Thank you to Hodder & Stoughton from whom I received an e-copy of this book, via NetGalley. I had to request it after seeing the ‘blurb’:

A brilliantly written and gripping historical Nordic Noir thriller with all the intrigue and atmosphere of Burial Rites, the pent-up passion of The Piano and the suspense of The Tenderness of Wolves.

Burial Rites and The Tenderness of Wolves have been two of my best reads over the last couple of years so if this was anything like those then I was sure to enjoy it.

In Swedish Lapland during the 18th Century, a “Wolf Winter” is a terrible thing, the usual cold and darkness of the Arctic Circle is made even worse by extreme snow and winds. It is during one of these cruel seasons that Maijia, a recent settler on the Blackasen mountain, finds herself alone with her two daughters and determined to uncover who was responsible for the brutal murder of a local, unpopular man. She befriends the local Priest, who is scarred by war and has been ejected from the Royal Court by his beloved King. Her eldest daughter Frederika is also desperate to solve the mystery and becomes possessed by the spirits of the mountain, seeking help from the traditional Lapp people.

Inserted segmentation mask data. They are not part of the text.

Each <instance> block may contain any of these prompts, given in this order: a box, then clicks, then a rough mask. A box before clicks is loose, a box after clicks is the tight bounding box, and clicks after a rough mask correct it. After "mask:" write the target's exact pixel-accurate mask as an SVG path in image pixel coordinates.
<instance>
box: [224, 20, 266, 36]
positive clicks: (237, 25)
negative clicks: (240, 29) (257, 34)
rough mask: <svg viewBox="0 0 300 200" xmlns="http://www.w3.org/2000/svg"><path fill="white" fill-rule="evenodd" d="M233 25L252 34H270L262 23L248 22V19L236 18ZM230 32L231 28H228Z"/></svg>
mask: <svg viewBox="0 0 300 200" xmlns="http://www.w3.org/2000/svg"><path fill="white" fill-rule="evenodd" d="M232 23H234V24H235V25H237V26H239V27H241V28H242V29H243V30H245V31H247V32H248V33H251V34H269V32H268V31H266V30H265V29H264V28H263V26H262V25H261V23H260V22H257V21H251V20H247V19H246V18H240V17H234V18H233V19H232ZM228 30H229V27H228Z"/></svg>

I really enjoyed this book, but there was something about it I didn’t love. It had all the right ingredients; historical fiction, murder mystery, the power of nature, the role of women, elements of magic and the supernatural… but I just didn’t find it ‘unputdownable’ like I did with Burial Rites or The Tenderness of Wolves, as mentioned above. It is dark, suspenseful and intriguing with an interesting cast of characters and a unique setting. The writing is good, I found the snowstorm scene particularly compelling. And yet… I think the biggest let down for me was the ending which, after the slow pace and insistent build up of tension throughout the rest of the novel, got wrapped up a little too quickly as if the author felt she had to answer all the questions posed but didn’t want to write any more. Still, a good read and I would recommend.

4 stars


2 thoughts on “Wolf Winter: Cecilia Eckback

  1. I read this and was lured by the comparison with The Snow Child, perhaps in the same way you were drawn in by comparisons with the 2 books you loved, but there was something missing for me too despite it being an enjoyable read, I expected to be swept away or drawn in, to experience that something special that the blurb offers that was experienced with the other books, maybe for that reason my expectations were raised unduly. INterestingly, I read White Hunger by Aki Ollikainen soon after, a very literary read, which has a similar setting, less of a plot, but full of a haunting, intensity that really makes you feel you are there with them.

    Here’s a link to my review of Wolf Winter.

    • Only just saw this comment Claire, so sorry not to have replied before! I will definitely try to read White Hunger at some point, thanks for the recommendation.